夫を捨てる場面で夏子が吐く「兄妹そろってつまんねえことほざきやがって。私こそ野球だ」(うろ覚え)だなんて、冷えた頭で考えれば全く意味がわからない。だが私はこの場面で感動を覚えた。

それまで「玉砕カミソリボール」なるピッチングの特訓をし、ピッチャーとして頭角を現してきたはずの夏子なのに、最後はなんとバッティングで重野に挑むことになる。彼女がバットを握るシーンなんて全くなかったのに。

「パイリーグ・ボール」が彼女の胸を直撃するが、それでも夏子は「いい球だ」と不敵に笑う。2球目。夏子の放った打球は重野を直撃して爆発する。映画における爆発とはそれだけで正義である。

「義姉さんはホームランボールになったんよ」春ちゃんのセリフにカタルシスを覚えた。実際はグランドをそれなりの速さで走っているだけ、とは言ってはいけない

「その後夏子は大リーグへ行き、アメリカに彼女の銅像が立つ予定である」とキャプションが入って終わる。夢は大きく、目標は高く。これくらいの大団円でなければロマンに意味はない。

野球好きは人生で一度は見るべきだと思う。我々の知る野球とは違っても、そこには「野球の快楽」が我々を待ち受けている。特に東海圏のみなさんは今すぐ刈谷日劇へ向かうべし。
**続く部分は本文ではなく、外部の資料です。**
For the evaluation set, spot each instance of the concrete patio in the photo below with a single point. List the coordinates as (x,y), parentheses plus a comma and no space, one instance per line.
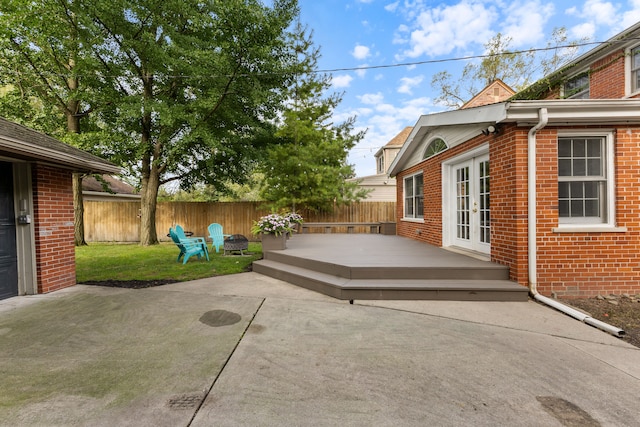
(250,350)
(379,267)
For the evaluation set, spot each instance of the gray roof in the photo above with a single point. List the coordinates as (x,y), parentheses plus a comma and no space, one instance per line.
(27,144)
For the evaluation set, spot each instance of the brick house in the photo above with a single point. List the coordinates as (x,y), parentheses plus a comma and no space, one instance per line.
(37,253)
(546,183)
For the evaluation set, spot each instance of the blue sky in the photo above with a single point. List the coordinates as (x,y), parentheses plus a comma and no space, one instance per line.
(361,33)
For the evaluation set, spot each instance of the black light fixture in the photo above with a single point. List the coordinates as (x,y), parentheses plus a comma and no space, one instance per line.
(490,130)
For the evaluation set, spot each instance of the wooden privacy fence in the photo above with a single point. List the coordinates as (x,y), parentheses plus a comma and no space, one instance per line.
(107,221)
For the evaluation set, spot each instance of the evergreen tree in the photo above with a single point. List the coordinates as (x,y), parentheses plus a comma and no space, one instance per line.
(307,169)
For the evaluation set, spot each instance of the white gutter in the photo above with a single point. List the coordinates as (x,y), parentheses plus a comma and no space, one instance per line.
(543,117)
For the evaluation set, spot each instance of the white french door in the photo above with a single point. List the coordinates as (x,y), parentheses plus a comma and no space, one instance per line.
(469,205)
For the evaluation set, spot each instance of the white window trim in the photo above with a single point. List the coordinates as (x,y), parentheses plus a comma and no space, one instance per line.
(409,218)
(610,205)
(574,96)
(447,222)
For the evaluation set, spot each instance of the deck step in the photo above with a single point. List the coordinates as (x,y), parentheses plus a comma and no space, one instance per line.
(471,271)
(387,288)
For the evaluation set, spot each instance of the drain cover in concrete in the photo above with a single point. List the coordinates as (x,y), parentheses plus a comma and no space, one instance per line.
(186,401)
(566,412)
(220,318)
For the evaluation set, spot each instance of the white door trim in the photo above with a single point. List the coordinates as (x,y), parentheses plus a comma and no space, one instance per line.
(449,200)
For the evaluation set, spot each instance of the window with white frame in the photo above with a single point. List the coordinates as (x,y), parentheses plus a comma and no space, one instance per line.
(585,179)
(577,87)
(414,196)
(635,69)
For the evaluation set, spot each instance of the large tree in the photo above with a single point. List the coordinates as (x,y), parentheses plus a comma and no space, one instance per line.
(308,167)
(197,83)
(47,76)
(517,69)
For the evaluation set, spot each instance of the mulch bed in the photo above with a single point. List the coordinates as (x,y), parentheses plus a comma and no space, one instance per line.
(621,311)
(130,284)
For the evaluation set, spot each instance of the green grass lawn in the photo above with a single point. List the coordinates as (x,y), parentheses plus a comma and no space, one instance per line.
(111,261)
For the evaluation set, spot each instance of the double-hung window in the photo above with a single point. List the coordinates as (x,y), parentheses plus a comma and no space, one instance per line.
(414,196)
(585,180)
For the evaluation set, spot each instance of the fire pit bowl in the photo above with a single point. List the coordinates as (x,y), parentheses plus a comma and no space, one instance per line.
(236,242)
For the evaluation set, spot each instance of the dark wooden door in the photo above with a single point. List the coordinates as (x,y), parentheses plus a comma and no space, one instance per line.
(8,252)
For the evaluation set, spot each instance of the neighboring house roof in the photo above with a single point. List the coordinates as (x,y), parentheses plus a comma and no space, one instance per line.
(496,91)
(468,123)
(626,38)
(396,141)
(21,142)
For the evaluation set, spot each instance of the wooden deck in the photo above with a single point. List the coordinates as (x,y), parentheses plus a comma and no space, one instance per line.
(379,267)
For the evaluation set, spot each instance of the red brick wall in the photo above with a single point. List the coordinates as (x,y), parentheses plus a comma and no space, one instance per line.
(54,232)
(430,230)
(607,77)
(568,264)
(589,264)
(508,166)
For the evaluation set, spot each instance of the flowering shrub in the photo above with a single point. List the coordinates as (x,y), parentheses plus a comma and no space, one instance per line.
(271,224)
(294,218)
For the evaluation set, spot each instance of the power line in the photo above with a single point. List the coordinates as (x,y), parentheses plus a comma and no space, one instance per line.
(463,58)
(373,67)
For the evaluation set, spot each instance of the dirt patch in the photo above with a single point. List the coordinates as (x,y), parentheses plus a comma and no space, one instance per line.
(130,284)
(621,311)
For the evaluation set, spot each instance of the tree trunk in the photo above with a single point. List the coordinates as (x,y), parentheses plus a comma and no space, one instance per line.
(78,210)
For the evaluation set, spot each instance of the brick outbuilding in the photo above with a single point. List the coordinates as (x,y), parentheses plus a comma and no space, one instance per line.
(36,209)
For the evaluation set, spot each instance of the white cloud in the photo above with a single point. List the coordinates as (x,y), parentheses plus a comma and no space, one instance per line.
(583,31)
(361,72)
(391,7)
(341,81)
(361,52)
(524,22)
(408,83)
(441,30)
(632,16)
(371,98)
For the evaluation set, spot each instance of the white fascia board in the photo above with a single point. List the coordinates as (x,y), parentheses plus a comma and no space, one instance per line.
(42,153)
(525,113)
(567,112)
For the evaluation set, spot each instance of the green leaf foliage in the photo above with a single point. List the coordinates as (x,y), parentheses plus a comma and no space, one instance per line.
(173,90)
(307,169)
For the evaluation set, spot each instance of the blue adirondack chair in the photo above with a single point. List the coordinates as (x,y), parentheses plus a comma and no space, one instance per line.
(189,245)
(217,236)
(193,247)
(176,240)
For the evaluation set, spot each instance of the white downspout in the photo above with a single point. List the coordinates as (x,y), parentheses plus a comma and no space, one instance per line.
(532,232)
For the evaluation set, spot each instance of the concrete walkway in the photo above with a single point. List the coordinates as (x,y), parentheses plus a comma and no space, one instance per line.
(250,350)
ちなみに制作陣は野球を全く知らないと聞いたが、本当なのだろうか?

野球ものの作品を作るためには、ルールを熟知し、NPBのみならず高校・大学・社会人野球、MLBKBOCPBLキューバリーグ等々すべての野球を見、実技経験もなければいけないと私は思っていた。それは意味のないギプスにすぎなかったのだ。私は現在、フランス革命を舞台にした野球物語を書こうとしているのだが、実技経験もなければパ・リーグしか見ておらず、しかも18世紀末に野球はまだ原型しか存在せず、さらにフランスの野球人気は現在でもゼロに近い、など現実の厳しさに恐れおののいていた。

勇気が湧いてきた。私こそ野球だ。

『野球どアホウ未亡人』に限らない、野球もの全般に関する思いついた疑問

(女子野球以外で)女性野球選手が出てくるときは9割くらいピッチャーだと思うのだが、女性バッターはいないのだろうか?フィクションなのだから、どのポジションだって良いはずなのだが。だから私が今書いているフランス革命野球物語の女性主人公 (実在の人物) はホームランアーチストの内野手である。

そして創作における投球フォームって、なぜどれもこれもワインドアップなのだろうか?ワインドアップ、実際の野球ではここのところあまり見ていない気がする。